Di quale libertà parliamo, se vogliamo farla derivare dalla parabola de vero pastore? Secondo me, si dovrebbe parlare di quella libertà che può essere tutta se stessa sia nel recinto sia fuori del recinto.
Secondo la libertà sottintesa nel commento, essa si realizza anche quando aderiamo totalmente a Dio, a Cristo, alla verità: ci si consegna, si rinuncia, ci si vende... Ne deriva che la "verità schiavizza!" E avrebbero ragione quelli che accusano i cristiani di pretendere di annunciare una verità bella e fatta... che poi imprigiona la mente!
No! La libertà, quella supposta nel racconto evangelico, si trova tutta sia nel recinto si fuori di esso...
Gesù ha altre pecore sue che praticamente sono già in quel recinto-ovile-libertà o si avviano ad entrarvi.
Un Gesù che mi rinserra nel recinto mentre va a dare maggiore libertà ad altri che stanno fuori del recinto, è come se mi dicesse: va fuori del recinto... dove non si conosce affatto o si ignora la parabola del vero pastore. La parabola si comprende dentro il recinto...
Armando Zecchin
Armando Zecchin
Leggo da Consuelo Vélez:
"Può risultare ambiguo chiedere alla Chiesa di percorrere i sentieri della postmodernità nel momento in cui essa ha relativizzato le grandi narrazioni e avviato ricerche spirituali che poco hanno a che fare con l’esperienza ecclesiale vigente.
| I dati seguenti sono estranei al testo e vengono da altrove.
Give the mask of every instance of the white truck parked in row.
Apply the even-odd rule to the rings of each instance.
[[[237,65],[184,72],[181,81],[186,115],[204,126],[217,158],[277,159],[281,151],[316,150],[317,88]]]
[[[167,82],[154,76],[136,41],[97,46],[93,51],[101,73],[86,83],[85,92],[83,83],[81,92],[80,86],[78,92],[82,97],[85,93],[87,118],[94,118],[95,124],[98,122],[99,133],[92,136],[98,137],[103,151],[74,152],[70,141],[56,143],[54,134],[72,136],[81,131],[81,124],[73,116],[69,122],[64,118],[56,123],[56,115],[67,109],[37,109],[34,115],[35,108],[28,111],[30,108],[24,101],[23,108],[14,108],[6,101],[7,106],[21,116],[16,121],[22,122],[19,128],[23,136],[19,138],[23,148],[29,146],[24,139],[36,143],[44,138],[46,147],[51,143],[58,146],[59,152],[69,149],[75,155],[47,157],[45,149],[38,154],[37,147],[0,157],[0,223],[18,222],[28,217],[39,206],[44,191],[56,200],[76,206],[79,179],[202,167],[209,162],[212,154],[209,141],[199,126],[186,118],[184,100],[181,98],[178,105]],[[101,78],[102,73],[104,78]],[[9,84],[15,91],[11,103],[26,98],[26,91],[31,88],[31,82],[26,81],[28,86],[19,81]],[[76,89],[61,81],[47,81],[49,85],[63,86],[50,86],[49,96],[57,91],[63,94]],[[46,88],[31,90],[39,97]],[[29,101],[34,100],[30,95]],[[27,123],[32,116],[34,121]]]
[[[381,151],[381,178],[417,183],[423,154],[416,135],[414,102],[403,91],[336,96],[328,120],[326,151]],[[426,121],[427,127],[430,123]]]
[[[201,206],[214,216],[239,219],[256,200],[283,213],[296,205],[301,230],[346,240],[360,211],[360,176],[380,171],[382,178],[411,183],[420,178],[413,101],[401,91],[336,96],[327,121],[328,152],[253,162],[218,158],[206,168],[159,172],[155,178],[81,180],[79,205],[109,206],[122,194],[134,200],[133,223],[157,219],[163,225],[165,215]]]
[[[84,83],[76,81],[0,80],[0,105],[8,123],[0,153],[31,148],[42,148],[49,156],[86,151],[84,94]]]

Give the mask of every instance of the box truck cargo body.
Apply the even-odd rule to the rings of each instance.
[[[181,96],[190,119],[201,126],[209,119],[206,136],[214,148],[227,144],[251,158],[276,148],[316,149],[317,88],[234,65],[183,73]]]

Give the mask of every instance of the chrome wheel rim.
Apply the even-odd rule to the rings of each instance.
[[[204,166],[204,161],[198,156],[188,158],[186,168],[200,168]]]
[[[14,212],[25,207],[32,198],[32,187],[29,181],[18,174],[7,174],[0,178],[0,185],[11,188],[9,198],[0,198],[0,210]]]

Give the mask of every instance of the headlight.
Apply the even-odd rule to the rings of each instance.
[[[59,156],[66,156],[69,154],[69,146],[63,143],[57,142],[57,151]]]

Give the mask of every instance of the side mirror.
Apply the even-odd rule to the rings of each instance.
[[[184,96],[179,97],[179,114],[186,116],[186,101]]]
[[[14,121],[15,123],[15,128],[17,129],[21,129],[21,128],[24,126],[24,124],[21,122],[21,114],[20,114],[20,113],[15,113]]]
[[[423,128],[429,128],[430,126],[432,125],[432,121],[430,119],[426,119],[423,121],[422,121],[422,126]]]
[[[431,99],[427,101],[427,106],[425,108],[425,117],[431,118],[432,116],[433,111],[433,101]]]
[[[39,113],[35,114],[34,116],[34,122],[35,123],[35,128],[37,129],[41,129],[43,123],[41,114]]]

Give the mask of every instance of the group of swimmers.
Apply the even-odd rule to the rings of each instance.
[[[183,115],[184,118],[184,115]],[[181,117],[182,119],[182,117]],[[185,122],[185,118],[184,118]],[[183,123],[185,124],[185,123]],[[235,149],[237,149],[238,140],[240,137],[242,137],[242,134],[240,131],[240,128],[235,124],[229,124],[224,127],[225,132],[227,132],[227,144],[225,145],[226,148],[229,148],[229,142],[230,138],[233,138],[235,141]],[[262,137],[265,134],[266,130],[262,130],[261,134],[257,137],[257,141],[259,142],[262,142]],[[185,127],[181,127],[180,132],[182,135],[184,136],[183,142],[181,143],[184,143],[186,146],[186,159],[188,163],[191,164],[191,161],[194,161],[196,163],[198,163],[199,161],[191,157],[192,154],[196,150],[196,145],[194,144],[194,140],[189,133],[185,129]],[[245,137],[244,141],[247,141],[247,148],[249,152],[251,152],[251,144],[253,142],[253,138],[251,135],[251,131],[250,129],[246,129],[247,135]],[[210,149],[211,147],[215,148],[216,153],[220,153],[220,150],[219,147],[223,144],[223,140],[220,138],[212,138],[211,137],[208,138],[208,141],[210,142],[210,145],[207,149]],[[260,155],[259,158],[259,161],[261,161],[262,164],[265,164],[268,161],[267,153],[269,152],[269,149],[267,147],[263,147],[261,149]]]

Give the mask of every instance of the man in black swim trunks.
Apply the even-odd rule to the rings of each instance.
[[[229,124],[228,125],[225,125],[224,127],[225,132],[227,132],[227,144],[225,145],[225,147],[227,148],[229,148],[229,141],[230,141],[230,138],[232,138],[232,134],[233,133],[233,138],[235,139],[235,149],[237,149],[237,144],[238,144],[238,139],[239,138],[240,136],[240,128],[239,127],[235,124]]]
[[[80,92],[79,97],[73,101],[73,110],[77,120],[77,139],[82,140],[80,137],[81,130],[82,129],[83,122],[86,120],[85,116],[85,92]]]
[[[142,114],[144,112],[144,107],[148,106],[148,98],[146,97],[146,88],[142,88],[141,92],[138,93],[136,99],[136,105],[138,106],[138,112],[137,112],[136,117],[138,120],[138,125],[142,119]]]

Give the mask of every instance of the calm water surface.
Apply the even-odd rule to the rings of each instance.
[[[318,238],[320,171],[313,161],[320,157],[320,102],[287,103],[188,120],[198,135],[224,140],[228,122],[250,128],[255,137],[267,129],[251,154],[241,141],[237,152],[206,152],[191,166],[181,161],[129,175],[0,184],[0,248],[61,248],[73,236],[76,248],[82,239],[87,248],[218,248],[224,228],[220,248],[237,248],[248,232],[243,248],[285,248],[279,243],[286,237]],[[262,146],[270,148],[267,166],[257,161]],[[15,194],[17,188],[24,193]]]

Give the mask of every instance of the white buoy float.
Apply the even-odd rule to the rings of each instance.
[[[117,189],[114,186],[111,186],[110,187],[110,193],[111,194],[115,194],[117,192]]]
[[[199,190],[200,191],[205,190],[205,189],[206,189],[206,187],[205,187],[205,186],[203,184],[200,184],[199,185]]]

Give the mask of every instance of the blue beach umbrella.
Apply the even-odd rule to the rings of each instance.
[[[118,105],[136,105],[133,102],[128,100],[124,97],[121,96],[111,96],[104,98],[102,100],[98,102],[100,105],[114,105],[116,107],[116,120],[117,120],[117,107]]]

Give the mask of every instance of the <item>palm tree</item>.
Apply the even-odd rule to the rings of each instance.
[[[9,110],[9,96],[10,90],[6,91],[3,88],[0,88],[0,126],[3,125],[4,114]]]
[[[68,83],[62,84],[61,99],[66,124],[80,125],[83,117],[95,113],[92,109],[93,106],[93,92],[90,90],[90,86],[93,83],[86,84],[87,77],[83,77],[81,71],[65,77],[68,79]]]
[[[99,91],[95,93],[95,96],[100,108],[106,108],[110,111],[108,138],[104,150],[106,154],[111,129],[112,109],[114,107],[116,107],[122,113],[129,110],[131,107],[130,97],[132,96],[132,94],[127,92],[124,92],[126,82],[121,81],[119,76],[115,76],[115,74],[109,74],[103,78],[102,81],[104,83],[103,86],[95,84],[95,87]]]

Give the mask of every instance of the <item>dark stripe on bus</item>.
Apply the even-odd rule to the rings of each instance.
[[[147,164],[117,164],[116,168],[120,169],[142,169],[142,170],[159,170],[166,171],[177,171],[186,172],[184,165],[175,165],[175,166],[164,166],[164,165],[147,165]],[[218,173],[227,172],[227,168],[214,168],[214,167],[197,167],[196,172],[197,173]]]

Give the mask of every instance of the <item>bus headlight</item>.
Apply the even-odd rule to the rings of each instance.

Tuttavia, aspetti come il recupero della soggettività, l’armonia con il cosmo, la valorizzazione del quotidiano, del corpo, dei sentimenti, della sessualità, la ricerca di spiritualità e di crescita interiore rappresentano delle strade che l’esperienza ecclesiale può e deve percorrere se vuole essere riconosciuta dagli uomini e dalle donne di oggi. Non c’è più posto per una religione che non sia accompagnata da un’antropologia in grado di valorizzare l’intero essere umano tenendo conto delle sue diverse dimensioni e accogliendole positivamente senza giudicarle a priori, ma ritenendole necessarie al fine di costituire l’esperienza religiosa in modo molto più integrale e integrante”.
AGGIUNGO:
Valorizzare l’intero essere umano è un compito colossale, e spezzoni interessanti di chiesa lo fanno. Tutti però, compresi questi, debbono tener conto del fatto che un’antropologia integrale deve aiutare a valorizzare, e non ad eliminare, il senso della trascendenza. Trascendenza significa capacità di usare il ‘terzo occhio’ per guardare, in noi e fuori di noi, alla Realtà più profonda di quella tangibile. Ausilia Riggi
"..Trascendenza significa capacità di usare il ‘terzo occhio’ per guardare, in noi e fuori di noi, alla Realtà più profonda di quella tangibile."
Se la religione non fa questo lavoro, non serve a nulla.